Natural Language Processing

deft

Natural language processing (NLP) is a field of computer science, artificial intelligence, and linguistics concerned with the interactions between computers and human (natural) languages.

As such, NLP is related to the area of human–computer interaction. Many challenges in NLP involve natural language understanding — that is, enabling computers to derive meaning from human or natural language input. An automated online assistant providing customer service on a web page, an example of an application where natural language processing is a major component.

The history of NLP generally starts in the 1950s, although work can be found from earlier periods. In 1950, Alan Turing published his famous article ‘Computing Machinery and Intelligence’ which proposed what is now called the ‘Turing test’ as a criterion of intelligence. This criterion depends on the ability of a computer program to impersonate a human in a real-time written conversation with a human judge, sufficiently well that the judge is unable to distinguish reliably — on the basis of the conversational content alone — between the program and a real human.

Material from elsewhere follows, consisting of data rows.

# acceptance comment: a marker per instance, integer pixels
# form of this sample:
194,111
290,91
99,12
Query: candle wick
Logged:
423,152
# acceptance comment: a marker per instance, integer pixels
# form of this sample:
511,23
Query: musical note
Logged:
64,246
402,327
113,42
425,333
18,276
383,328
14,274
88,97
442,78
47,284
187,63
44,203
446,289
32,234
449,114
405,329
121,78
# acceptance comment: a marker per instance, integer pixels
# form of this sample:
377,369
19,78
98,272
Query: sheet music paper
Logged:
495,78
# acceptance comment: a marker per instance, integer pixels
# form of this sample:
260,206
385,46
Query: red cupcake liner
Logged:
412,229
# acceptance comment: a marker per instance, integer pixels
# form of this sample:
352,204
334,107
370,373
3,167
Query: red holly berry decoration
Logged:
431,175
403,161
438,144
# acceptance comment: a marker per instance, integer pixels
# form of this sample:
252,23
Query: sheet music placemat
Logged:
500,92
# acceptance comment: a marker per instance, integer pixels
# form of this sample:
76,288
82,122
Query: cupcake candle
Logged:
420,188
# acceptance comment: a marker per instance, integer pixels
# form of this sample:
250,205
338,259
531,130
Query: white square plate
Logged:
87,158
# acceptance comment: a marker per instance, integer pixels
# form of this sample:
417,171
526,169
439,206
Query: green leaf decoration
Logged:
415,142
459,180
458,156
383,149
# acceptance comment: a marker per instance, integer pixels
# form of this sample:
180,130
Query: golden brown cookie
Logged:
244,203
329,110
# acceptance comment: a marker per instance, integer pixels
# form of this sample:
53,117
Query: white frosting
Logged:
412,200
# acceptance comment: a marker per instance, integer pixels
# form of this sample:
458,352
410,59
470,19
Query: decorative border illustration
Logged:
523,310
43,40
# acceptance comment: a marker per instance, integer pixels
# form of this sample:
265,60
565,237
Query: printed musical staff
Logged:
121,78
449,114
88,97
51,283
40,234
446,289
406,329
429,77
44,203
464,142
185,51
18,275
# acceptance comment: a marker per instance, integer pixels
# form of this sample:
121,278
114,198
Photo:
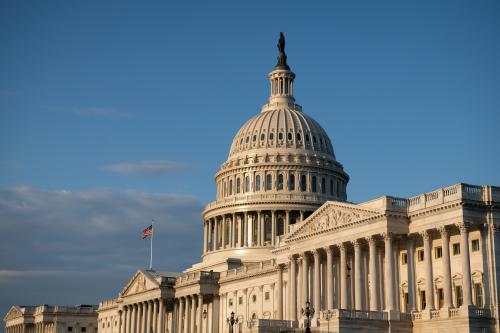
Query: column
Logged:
161,315
186,315
205,236
259,227
329,277
193,313
181,315
373,273
223,231
216,236
445,238
344,297
273,227
429,288
287,221
245,229
293,288
280,292
389,276
465,256
358,294
200,313
233,231
145,311
316,297
410,254
133,325
305,279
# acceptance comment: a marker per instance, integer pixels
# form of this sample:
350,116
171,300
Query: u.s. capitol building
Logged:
281,232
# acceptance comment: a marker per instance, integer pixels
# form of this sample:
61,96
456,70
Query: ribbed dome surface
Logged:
283,128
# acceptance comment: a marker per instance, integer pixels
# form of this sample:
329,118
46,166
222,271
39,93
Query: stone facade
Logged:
51,319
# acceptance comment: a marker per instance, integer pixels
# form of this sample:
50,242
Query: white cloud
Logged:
146,168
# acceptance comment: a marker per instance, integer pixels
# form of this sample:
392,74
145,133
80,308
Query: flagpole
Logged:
152,235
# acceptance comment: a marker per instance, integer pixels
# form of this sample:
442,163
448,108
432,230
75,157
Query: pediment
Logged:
333,216
139,283
13,313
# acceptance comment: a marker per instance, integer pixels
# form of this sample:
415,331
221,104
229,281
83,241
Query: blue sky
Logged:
105,104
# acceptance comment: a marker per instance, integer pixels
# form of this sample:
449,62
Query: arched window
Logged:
269,182
247,184
279,185
291,183
303,183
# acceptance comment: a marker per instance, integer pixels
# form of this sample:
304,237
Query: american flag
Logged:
147,232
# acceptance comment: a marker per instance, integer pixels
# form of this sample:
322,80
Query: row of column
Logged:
143,317
311,287
246,229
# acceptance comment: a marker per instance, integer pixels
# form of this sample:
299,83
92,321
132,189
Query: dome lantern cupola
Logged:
281,78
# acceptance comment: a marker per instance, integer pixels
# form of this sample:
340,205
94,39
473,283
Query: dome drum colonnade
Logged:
281,167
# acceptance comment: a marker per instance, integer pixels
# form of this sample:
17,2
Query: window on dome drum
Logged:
257,183
291,183
303,183
279,185
475,245
269,182
247,184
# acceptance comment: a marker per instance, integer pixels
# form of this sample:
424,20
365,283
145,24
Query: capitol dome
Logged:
281,168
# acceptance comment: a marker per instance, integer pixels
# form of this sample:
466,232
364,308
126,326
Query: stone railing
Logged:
200,276
455,192
249,198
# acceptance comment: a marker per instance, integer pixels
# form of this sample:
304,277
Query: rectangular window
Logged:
420,255
458,296
475,245
478,295
423,303
404,258
440,298
438,252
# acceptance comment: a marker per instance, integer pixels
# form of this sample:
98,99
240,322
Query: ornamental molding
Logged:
333,216
139,283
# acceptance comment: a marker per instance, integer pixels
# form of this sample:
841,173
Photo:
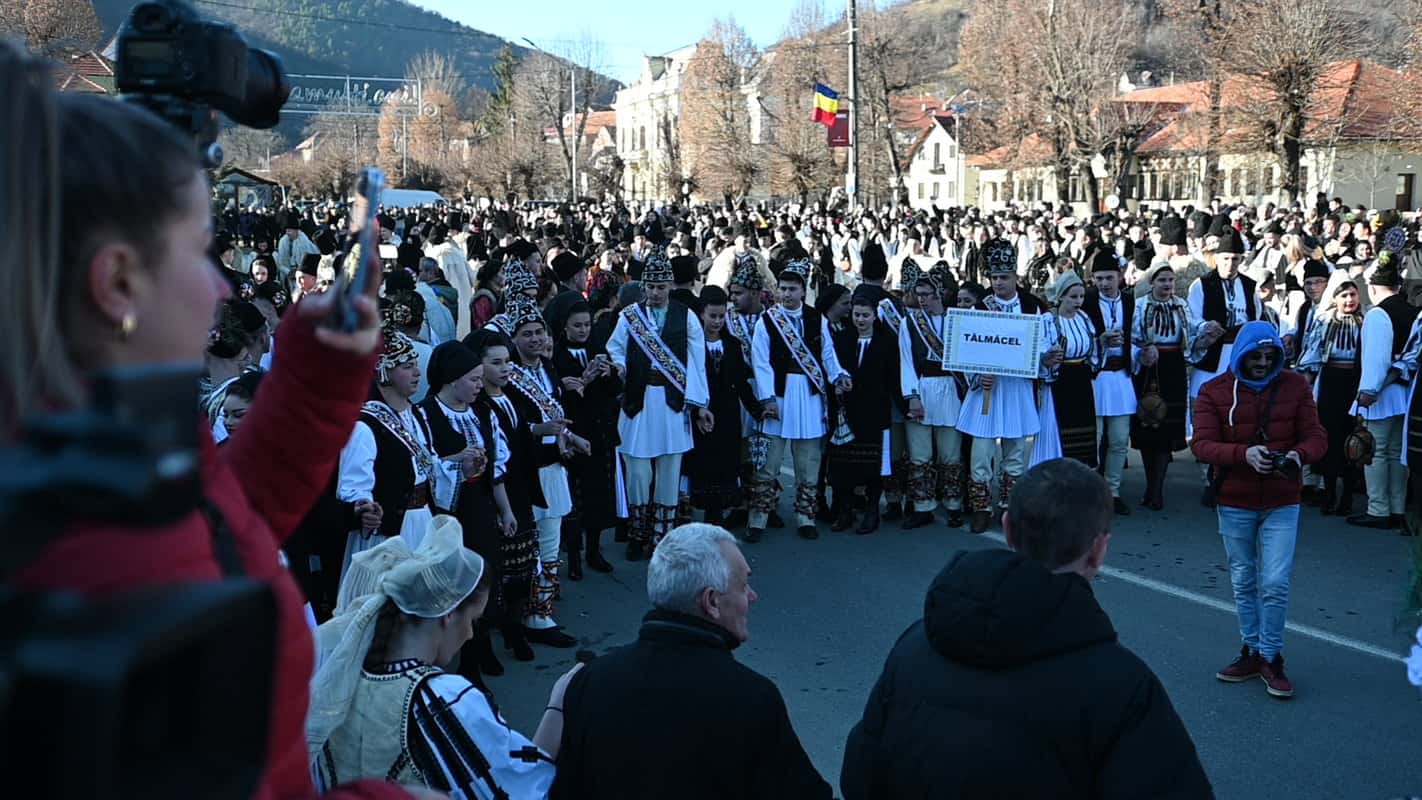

The Georgetown experiment in 1954 involved fully automatic translation of more than sixty Russian sentences into English. The authors claimed that within three or five years, machine translation would be a solved problem. However, real progress was much slower, and after the report of a federal committee in 1966, which found that ten years of research had failed to fulfill the expectations, funding for machine translation was dramatically reduced. Little further research in machine translation was conducted until the late 1980s, when the first statistical machine translation systems were developed.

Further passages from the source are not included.